In the case of Dittmar v. Dignowitty it was held, after discussing a grant to the city of San Antonio:
“It does not follow from this, however, that title to the lands embraced within the city limits so' vested in the city as a corporation as to deprive the Spanish government of power to-confer title to parts of it on individuals. We know that house lots and lands for cultivation were granted in cities so established to inhabitants, and that these became their private-property. Other lands within such cities were appropriated for ejidos, and for pasture and other purposes, and these were for the use and benefit of the inhabitants generally; but it is not believed that the absolute ownership of lands in such cities or towns ever vested in them as corporations so long as Spanish dominion continued over the country. Lands in cities and towns granted to individuals became their private property; and places essentially public, such as plazas, may have been inalienable, and thus the title to them in a sense vested in the city or its inhabitants. We, however, know of no law which vested in a city or town title in fee to the lands withip its limits, or deprived the Spanish government of power to sell or dispose of lands therein not given or sold to individuals or dedicated to some use essentially public.”

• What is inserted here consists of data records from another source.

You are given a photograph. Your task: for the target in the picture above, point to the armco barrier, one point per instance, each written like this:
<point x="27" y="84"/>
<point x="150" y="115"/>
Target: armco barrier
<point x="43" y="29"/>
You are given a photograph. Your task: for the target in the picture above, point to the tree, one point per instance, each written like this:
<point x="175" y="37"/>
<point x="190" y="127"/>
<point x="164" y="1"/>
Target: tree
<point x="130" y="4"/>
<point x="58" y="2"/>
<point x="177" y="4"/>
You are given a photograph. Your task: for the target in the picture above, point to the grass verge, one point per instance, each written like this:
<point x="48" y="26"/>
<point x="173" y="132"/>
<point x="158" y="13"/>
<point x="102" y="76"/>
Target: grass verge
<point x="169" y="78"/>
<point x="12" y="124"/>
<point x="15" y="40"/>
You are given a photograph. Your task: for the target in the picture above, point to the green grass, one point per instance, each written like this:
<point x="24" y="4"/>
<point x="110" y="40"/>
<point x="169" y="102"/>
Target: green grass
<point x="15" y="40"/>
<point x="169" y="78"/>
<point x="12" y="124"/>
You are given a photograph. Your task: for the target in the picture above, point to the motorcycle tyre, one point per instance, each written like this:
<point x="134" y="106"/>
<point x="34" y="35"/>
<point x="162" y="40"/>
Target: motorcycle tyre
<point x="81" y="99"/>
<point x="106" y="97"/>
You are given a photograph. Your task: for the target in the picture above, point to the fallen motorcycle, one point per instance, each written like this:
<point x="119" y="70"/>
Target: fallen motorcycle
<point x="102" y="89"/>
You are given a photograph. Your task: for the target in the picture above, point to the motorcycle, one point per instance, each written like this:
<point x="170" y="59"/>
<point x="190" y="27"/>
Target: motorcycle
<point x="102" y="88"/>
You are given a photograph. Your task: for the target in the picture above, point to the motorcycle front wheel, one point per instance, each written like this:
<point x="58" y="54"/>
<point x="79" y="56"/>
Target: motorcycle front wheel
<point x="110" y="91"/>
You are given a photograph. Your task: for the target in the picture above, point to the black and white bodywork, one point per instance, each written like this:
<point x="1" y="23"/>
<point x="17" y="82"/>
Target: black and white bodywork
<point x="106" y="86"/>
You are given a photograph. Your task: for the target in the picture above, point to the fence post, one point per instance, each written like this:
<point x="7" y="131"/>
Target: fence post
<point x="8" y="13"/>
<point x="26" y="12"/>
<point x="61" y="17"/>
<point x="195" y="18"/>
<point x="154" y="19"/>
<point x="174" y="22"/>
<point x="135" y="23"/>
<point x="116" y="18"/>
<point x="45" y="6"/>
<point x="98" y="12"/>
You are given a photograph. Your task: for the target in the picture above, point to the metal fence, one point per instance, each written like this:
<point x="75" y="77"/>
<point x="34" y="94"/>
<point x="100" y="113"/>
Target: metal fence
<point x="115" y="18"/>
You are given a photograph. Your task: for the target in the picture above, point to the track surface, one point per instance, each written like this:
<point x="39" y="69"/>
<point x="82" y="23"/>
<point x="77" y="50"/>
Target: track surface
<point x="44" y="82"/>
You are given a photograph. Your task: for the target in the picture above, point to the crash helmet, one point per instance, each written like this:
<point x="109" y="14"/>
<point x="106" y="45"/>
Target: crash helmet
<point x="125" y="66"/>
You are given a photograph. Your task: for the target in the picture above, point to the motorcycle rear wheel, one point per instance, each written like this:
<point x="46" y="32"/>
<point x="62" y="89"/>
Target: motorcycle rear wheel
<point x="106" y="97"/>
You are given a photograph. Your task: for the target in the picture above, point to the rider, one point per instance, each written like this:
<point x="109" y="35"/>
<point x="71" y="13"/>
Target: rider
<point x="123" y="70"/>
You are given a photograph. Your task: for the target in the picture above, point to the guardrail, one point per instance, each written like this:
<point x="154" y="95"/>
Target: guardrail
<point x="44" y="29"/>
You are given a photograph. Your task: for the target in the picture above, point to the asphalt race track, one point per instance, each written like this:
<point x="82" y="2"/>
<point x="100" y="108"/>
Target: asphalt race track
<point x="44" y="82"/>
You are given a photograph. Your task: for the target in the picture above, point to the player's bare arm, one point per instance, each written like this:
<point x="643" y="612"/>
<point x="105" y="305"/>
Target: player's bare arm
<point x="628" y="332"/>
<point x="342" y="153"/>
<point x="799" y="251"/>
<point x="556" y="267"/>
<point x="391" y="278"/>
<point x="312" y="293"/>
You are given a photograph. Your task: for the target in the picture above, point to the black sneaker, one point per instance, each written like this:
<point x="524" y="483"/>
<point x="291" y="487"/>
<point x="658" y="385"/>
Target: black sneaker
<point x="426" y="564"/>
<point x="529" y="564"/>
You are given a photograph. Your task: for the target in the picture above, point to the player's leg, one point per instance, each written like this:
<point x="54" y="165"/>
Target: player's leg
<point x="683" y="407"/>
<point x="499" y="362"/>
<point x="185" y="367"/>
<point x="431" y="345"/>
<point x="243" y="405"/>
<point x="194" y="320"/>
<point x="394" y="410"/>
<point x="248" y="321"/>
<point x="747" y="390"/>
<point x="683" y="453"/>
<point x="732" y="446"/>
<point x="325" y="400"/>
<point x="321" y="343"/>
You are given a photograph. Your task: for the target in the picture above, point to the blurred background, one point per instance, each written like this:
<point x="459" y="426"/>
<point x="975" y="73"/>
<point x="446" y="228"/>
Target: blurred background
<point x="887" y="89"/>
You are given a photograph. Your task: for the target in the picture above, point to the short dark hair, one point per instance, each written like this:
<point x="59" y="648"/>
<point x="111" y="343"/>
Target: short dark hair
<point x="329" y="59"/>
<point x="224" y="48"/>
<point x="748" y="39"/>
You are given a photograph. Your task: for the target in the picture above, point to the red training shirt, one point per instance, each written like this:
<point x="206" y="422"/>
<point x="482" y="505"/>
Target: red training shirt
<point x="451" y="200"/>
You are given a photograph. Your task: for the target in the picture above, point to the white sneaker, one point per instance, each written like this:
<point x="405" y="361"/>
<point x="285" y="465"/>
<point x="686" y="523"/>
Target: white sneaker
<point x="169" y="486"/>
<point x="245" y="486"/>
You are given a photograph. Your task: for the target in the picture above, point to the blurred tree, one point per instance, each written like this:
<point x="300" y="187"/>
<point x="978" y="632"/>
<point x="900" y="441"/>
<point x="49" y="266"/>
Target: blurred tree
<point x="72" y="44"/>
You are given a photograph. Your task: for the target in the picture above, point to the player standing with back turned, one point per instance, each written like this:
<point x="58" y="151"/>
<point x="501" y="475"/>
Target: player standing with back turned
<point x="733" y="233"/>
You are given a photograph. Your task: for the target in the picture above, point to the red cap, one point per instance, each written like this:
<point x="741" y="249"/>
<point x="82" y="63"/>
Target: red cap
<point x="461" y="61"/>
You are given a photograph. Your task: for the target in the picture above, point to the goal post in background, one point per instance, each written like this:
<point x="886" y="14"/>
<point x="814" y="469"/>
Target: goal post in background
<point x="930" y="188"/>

In that case there had been no destruction and abandonment of the town, and the court very properly restricted the right of the government to alienate any of the property granted to the city to those parts not sold to individuals or set apart to purposes essentially public, such as plazas. We think, however, that, when the whole of the land has been permanently abandoned, all parts of the grant not conveyed to individuals revert to the crown or state, and are subject to sale to actual settlers. After more than half a century of such abandonment, trespassers and “squatters,” who at no time ever had any interest in the lands, either as plazas, streets, or commons, can revive the ancient grant and gain for themselves privileges as settlers that were granted by Spain more than 100 years ago. That grant, by abandonment and nonuse, had been destroyed and the claim had by town and inhabitants through the grant forever obliterated. Texas succeeded to all the rights of sovereignty held by Spain and Mexico over the land. '
In the case of Bond v. Barela, it was held that all of the land alloted to a town under the Spanish government remained in the government and passed to this government upon its acquisition of the territory, unless the same had been granted to settlers thereon. That case followed the ease of United States v. Sandoval, 167 U. S. 278, 17 Sup. Ct. 868, 42 L. Ed. 168, wherein the following language of Mr. Justice Eield in Grisar v. McDowell, 73 U. S. (6 Wall.) 363, 18 L. Ed. 863, was indorsed:
“Even after the assignment the interest acquired by the pueblo was far from being an indefeasible estate such as is. known to our laws. The purposes to be accomplished by the creation of pueblos did not require their possession of *378the fee. The interest * * * amounted to lit- [ tie more than a restricted and qualified right to alienate portions of the land to its inhabitants for building or cultivation, and to use the remainder for commons, for pasture lands, or as a source of revenue, or for other public purposes. And this limited right of disposition and use was in all particulars subject to the control of the government of the country.”
Under that ruling all of the land contained in the town of Palafox became the property of Texas after its conquest by the American forces and the signing of the treaty of Guadalupe Hidalgo, except any such portions as had been granted to settlers thereon. Whatever control the town may have had was lost by its disorganization and destruction in 1818. It follows that the only title that any one could assert to any of the land as against the state, or any one claiming under it, must be deraigned from the settlers to whom any part of it may have been granted.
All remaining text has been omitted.